それでね 中編
世界を救う。
こういった伝説には必ず勇者や英雄が登場する。過去の物語などを調べても、悪者と呼ばれる者たちが体調不良で撤退したり、事故死によって世界が救われた話はあまり聞いたことが無く、概ね勇者とその一味が正義の名のもとに悪を滅ぼしていく。これらの物語で語られるのは道中の挫折や活躍なのだがその中には知られざる真実が隠されている。

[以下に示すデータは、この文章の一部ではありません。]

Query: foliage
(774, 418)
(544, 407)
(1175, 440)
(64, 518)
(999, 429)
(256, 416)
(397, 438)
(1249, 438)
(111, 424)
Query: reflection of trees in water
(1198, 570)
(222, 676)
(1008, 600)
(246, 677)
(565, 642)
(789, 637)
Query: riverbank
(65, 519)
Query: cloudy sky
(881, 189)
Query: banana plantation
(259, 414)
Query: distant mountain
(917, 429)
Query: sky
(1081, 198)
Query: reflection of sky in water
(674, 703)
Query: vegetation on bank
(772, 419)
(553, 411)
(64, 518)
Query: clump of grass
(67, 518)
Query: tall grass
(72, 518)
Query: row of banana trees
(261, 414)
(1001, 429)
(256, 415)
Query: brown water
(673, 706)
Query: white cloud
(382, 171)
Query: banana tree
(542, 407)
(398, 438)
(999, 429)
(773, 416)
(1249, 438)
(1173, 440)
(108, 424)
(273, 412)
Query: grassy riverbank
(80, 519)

ザレルがそのことに気づいたのは彼がまだ幼く、俺強え系勇者に憧れていた頃だった。
凡人や非力な少年少女がある日突然勇者となって悪を倒すお話は痛快で、彼の脳は次第に最強伝説に染められていく。新たな無双を求めて様々な土地を訪れては地方の物語をかき集めていた。
その成果は、やはりメジャーな物語りほど彼を満足させてくれるのだが、その刺激に満たされ続けたせいか、有名どころの話を聞いてもそれほど感情が盛り上がることは無かった。

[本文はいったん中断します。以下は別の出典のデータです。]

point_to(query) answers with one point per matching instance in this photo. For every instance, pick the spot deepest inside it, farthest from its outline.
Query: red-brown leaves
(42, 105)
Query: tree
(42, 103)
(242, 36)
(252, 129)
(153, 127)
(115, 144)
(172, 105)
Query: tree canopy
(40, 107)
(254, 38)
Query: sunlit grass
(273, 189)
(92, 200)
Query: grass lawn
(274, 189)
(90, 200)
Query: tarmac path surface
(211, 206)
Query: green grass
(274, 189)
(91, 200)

しかしそういった話に興味を失ってしまったのではなく、いわば三流かそれ以下の名前を知られることなく語り継がれる者たちに興味を持つようになっていく。
名前も知らない三流の、と言えば大した力を持っていないように世間では思われがちだが、そのあたりは意外に力を持っている者たちがいて、現在の自分たちが使っている能力や魔法、神異力などのルーツではないかと思われる技や、メジャー伝説の勇者が模倣したのではないかと思うほどのインスパイア系法具も存在する。
「宬掌館、伝説の影、いや彼らこそが真の伝説なのか…」
関係者と思われる男がいるという宿に着くが、情報ではただの常連客らしいし、今回もそれほど大した話が聞けるとは思わない、が、万が一ということもあるし、場合によっては尋問や自白剤などを使っても。
思いを巡らせながら宿の扉を開けると、一階は飲み屋も兼業している食堂のようだ。
新たな来店者に数人は視線を向けるが、自分の知り合いでないとわかるとそれらは消えていった。
「いらっしゃい!」
恰幅のいいウエイターが入店したばかりの気の良さそうな老人に声をかける。
これに対してザレルは普段使いよりもいい笑顔で答えたのだった。